The next function is the aggregation, which checks if the feature is continous, and will band it beforehand if so.

def aggregate_frequency_df(
        df, 
        feature, 
        continous_feature_config, 
        claim_count = 'ClaimCount', 
        exposure = 'Exposure', 
        prediction = 'ClaimCountPrediction'
    ):

    """
    Aggregate frequency data by the specified feature.

    If continous, bands feature using provided configuration.

    Args:
        df (pl.DataFrame): The input DataFrame.
        feature (str): The name of the feature to aggregate by.
        continous_feature_config (dict): Configuration for continuous features.
        claim_count (str): The name of the claim count column.
        exposure (str): The name of the exposure column.
        prediction (str): The name of the prediction column.

    Returns:
        pl.DataFrame: The aggregated frequency DataFrame.
    """

    if feature in continous_feature_config:
        lower_bound = continous_feature_config.get(feature).get('min')
        upper_bound = continous_feature_config.get(feature).get('max')
        step_size = continous_feature_config.get(feature).get('step')

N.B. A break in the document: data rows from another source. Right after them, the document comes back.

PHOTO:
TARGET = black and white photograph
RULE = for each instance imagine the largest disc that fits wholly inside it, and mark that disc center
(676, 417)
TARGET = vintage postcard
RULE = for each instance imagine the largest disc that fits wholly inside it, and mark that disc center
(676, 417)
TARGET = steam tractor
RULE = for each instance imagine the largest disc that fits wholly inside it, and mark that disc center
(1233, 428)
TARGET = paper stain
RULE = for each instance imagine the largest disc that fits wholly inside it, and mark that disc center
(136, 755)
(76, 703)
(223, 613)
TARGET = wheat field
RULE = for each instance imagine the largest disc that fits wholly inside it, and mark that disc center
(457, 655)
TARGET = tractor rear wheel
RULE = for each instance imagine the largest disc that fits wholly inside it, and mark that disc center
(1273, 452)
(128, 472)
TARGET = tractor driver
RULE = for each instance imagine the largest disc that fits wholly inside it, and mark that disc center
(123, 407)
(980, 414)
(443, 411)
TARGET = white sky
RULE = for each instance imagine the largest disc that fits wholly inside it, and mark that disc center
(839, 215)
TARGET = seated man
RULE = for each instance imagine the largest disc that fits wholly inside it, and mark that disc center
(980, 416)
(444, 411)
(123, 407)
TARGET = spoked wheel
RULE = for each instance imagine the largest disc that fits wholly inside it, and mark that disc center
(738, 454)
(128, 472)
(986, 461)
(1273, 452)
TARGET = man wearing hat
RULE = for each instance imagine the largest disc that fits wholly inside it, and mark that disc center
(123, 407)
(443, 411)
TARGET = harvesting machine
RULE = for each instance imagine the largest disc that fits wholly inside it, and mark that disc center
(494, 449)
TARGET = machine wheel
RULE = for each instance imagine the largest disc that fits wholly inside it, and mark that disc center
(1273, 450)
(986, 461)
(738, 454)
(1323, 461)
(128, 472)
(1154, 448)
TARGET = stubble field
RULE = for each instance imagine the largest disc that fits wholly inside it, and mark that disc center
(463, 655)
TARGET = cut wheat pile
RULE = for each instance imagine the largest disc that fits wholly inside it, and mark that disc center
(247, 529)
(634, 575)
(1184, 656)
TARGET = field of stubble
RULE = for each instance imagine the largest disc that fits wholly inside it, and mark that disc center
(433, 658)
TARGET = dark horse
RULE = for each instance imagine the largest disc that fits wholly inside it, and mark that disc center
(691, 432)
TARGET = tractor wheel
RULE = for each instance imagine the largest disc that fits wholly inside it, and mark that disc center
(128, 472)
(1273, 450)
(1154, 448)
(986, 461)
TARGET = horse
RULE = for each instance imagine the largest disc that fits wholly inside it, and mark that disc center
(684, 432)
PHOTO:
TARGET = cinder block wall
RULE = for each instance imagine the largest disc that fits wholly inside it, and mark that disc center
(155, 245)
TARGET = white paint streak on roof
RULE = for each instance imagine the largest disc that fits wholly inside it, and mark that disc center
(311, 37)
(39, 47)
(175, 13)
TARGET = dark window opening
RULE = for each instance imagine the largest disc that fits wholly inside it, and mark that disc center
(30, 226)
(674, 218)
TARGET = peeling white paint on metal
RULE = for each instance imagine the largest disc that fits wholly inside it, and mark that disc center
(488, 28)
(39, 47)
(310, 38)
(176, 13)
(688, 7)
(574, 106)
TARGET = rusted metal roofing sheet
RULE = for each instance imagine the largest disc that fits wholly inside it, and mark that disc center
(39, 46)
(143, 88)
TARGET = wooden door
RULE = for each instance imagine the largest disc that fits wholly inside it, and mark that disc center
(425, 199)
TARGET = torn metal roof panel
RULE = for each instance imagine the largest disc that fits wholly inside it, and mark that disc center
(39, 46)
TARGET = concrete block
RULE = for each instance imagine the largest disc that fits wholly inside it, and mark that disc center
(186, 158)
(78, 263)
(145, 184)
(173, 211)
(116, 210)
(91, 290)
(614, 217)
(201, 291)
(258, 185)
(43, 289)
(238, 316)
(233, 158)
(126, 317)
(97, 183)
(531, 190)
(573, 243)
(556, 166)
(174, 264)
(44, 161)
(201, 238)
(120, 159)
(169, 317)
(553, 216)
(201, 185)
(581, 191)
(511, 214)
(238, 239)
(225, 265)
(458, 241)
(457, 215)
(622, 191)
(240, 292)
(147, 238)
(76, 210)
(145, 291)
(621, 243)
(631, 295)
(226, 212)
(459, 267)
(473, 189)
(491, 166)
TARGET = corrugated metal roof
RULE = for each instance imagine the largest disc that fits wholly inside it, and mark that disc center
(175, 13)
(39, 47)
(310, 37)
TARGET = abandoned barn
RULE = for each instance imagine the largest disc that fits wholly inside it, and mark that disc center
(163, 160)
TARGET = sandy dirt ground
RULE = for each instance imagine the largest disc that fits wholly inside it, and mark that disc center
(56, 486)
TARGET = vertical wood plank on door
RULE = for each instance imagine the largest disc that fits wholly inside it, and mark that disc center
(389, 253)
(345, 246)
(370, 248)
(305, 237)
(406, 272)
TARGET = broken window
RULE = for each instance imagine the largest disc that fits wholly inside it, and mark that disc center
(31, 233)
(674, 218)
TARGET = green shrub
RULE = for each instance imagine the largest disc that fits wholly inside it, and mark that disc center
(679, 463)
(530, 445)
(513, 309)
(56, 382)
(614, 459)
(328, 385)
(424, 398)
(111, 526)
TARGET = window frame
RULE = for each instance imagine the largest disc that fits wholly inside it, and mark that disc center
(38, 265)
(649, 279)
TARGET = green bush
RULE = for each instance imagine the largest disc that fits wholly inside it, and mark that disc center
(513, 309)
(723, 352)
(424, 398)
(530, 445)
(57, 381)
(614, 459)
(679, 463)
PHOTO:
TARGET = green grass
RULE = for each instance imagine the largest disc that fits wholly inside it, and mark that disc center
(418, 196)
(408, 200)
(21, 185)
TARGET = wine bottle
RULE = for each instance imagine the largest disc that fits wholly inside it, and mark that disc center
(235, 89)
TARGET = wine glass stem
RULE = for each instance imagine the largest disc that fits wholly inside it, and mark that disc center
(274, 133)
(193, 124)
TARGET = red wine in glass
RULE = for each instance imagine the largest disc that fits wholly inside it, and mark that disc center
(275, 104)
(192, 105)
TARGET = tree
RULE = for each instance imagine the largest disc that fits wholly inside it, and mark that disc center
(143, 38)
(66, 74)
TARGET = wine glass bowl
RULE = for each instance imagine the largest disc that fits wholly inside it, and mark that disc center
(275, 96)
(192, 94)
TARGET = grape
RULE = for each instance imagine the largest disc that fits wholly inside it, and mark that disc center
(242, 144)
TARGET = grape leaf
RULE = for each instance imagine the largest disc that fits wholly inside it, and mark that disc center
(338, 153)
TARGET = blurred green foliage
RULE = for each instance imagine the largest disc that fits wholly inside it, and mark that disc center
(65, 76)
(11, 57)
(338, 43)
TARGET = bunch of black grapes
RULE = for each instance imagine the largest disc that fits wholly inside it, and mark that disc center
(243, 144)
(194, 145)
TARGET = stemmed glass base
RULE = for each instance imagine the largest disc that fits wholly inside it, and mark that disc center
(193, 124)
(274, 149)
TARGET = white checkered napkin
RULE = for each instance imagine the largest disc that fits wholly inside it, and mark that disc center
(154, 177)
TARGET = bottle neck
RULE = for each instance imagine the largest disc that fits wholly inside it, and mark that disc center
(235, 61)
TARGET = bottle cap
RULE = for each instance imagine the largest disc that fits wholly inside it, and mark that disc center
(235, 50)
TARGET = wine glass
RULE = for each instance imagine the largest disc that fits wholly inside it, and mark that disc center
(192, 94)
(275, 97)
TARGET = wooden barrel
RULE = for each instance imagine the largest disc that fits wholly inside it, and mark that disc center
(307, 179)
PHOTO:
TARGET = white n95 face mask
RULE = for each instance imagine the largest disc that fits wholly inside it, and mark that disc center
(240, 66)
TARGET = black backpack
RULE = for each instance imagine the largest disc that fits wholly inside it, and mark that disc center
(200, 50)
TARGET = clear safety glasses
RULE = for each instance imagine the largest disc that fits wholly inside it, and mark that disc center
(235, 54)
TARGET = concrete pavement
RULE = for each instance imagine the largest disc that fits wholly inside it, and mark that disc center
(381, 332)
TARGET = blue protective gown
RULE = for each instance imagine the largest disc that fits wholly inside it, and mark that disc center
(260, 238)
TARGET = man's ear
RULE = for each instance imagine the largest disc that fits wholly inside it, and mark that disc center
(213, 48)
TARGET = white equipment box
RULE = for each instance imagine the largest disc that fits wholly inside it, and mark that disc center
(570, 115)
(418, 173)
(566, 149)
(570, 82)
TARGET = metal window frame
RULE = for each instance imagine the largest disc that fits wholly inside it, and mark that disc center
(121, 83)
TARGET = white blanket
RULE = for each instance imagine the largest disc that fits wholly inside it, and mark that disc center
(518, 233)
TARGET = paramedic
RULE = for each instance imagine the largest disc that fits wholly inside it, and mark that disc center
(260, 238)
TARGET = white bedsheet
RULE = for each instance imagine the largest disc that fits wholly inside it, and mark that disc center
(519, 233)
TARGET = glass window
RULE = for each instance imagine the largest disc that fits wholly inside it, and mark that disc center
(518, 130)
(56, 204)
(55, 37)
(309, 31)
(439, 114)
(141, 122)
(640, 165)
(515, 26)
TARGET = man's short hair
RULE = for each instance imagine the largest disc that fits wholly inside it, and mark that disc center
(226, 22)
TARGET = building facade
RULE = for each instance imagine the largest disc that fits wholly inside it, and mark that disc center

        df = band_continous(df, feature, lower_bound, upper_bound, step_size)

    aggregated_df = (
        df
        .group_by(feature)
            .agg(
                pl.col(exposure).sum(), 
                pl.col(claim_count).sum(), 
                pl.col(prediction).sum()
            )
        .with_columns(Frequency=pl.col(claim_count)/pl.col(exposure))
        .with_columns(FrequencyPrediction=pl.col(prediction)/pl.col(exposure))
        .sort(feature)
    )

    return aggregated_df

Creating a table

from great_tables import GT

def create_frequency_table(
    df, 
    feature, 
    frequency = 'Frequency', 
    exposure = 'Exposure', 
    prediction = 'FrequencyPrediction', 
    experiment = 'Not Logged'
    ):

    return (
        GT(df)
        .tab_header(
            title=f'Frequency - Actual vs Predicted - {factor}',
        )
        .tab_stub(rowname_col=factor)
        .tab_source_note(source_note=f'Trained on experiment: {experiment}')
        .tab_stubhead(label=factor)
        .fmt_integer(columns=exposure)
        .fmt_percent(columns=[frequency, prediction], decimals=1)
        .data_color(
            columns=[frequency, prediction],
            palette=["#63BE7B", "#FFEB84", "#F8696B"]
        )
        .cols_move(columns=prediction, after=frequency)
    )

The frequency tables can be easily created with the above functions.

feature = 'Area'
aggregated_data = aggregate_frequency_df(holdout, feature, continous_feature_config)
create_frequency_table(aggregated_data, feature)

This can be easily applied to other features:

feature = 'DrivAge'
aggregated_data = aggregate_frequency_df(holdout, feature, continous_feature_config)
create_frequency_table(aggregated_data, feature)

To create a table for every feature, the functions can be placed in a list.

for feature in features:
    aggregated_data = aggregate_frequency_df(holdout, feature, continous_feature_config)
    create_frequency_table(aggregated_data, feature)

This technique is utilised in the PDF section.